Depending upon a writer's intent, each type of writing demands a different approach, tone and word selection. Appropriate writing for a persuasive piece, for example, is not the same as appropriate writing for objective journalism. The intent of narrative writing is to tell a story, which may be factual or fictional, personal or removed. Although narrative writing typically is more open-ended than other kinds of writing in terms of tone and objective, it still adheres to several shared characteristics.
Narrative writing is formatted like a story. This means all narrative writing has a setting and plot with characters, conflict and resolution, and a beginning, middle and end. Even pieces that are not themselves stories are written with the same structure. A book report, for example, will discuss those points of the narrative and follow a story that includes the author and reader as characters.
Types of Narrators
Every narrative is told by an individual described as the "narrator." Narrators can be limited or omniscient in their point of view. Omniscient narrators know everything about the setting, characters and events of the story and tell readers what they need to know as the information becomes relevant. Limited narrators know only a subset of what's happening in the story -- often because the narrator is a character within the narrative and subject to human sensory limitations -- and tell only what they know as they know it.
Point of View
Each narrator within a piece of narrative writing has a point of view: first person, second person or third person. A first-person narrator describes events that happened to him or that were related to him by others. He may frequently employ the pronoun "I." A third-person narrator describes the narrative from the perspective of an observer. In second-person narration, the writer directly addresses the reader, as if she were describing events to the reader in a conversation. The device isn't used often. You can find examples of it in the "Choose Your Own Adventure" book series.
An Implicit Message
Like most forms of writing, narratives have a message for the reader. Unlike other forms of writing, this message is usually implied through the events of the story and the decisions or dialogue of the characters rather than explicitly spelled out. Aesop's fables are an exception to this rule, as they illustrate the message implicitly then end the story by explicitly calling that message to the reader's attention.
Using Ethos over Logos
One hallmark of narrative writing is that a story's characters may influence its readers.
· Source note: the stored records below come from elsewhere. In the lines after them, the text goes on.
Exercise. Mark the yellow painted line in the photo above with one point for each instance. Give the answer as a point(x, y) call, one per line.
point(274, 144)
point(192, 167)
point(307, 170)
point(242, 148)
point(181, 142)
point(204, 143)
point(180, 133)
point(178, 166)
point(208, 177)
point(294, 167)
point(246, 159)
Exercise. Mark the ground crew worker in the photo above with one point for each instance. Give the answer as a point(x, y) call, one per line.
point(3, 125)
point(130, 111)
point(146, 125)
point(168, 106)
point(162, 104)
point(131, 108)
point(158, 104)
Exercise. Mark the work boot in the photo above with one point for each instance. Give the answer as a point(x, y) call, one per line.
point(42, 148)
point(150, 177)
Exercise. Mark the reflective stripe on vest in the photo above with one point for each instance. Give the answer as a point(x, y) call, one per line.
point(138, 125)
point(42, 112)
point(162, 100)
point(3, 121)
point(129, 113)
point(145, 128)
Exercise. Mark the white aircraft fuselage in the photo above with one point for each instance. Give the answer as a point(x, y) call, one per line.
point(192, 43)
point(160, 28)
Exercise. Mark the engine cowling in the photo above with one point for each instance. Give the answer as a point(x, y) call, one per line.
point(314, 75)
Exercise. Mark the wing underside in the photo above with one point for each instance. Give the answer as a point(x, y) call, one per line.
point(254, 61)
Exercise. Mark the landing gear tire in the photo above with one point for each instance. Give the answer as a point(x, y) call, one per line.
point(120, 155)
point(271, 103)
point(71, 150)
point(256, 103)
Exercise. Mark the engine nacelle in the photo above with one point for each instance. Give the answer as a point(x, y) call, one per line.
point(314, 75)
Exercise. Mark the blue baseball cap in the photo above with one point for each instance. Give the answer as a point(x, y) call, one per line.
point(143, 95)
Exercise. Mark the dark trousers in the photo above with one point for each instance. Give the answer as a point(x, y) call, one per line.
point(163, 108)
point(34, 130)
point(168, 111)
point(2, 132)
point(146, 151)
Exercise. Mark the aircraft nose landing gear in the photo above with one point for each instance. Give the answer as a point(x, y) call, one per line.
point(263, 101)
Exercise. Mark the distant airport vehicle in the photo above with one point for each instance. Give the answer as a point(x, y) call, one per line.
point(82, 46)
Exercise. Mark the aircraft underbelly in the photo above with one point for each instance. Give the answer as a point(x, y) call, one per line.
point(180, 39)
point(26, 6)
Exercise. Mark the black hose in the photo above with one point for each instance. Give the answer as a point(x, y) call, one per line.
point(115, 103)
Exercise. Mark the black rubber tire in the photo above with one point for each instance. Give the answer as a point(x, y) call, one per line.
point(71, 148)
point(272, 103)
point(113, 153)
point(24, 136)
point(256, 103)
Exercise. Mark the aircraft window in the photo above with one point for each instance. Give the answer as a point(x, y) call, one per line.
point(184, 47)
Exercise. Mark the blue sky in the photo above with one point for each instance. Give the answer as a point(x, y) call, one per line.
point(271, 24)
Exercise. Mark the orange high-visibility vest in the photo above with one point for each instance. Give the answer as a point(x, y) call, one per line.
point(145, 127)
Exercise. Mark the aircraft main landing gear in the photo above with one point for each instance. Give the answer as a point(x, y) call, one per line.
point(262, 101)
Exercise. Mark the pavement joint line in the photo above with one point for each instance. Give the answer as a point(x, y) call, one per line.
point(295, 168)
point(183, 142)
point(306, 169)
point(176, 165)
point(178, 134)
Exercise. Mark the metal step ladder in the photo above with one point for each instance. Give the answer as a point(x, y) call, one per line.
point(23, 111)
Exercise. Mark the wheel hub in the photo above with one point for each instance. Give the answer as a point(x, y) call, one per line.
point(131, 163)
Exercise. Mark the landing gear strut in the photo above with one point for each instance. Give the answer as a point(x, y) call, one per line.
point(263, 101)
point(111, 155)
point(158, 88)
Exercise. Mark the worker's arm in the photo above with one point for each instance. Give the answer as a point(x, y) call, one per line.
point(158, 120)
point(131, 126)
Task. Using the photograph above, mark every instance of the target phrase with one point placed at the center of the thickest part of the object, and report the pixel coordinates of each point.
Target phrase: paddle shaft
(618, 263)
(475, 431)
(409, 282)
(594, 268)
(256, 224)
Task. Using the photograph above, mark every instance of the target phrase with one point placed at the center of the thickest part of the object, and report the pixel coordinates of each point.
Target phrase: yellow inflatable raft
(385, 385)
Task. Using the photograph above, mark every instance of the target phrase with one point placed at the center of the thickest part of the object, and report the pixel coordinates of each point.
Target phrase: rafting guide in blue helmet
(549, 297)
A successful narrative can make a point or sway opinions only if the readers develop an emotional attachment to the main characters. Characters whose actions are based on some strong moral conviction assume a credibility that can persuade others. Using that credibility as a tool of influence employs the technique known as "ethos." When writers, or their characters, rely on facts and plainly stated logic to advance an argument or stand, the technique is called "logos."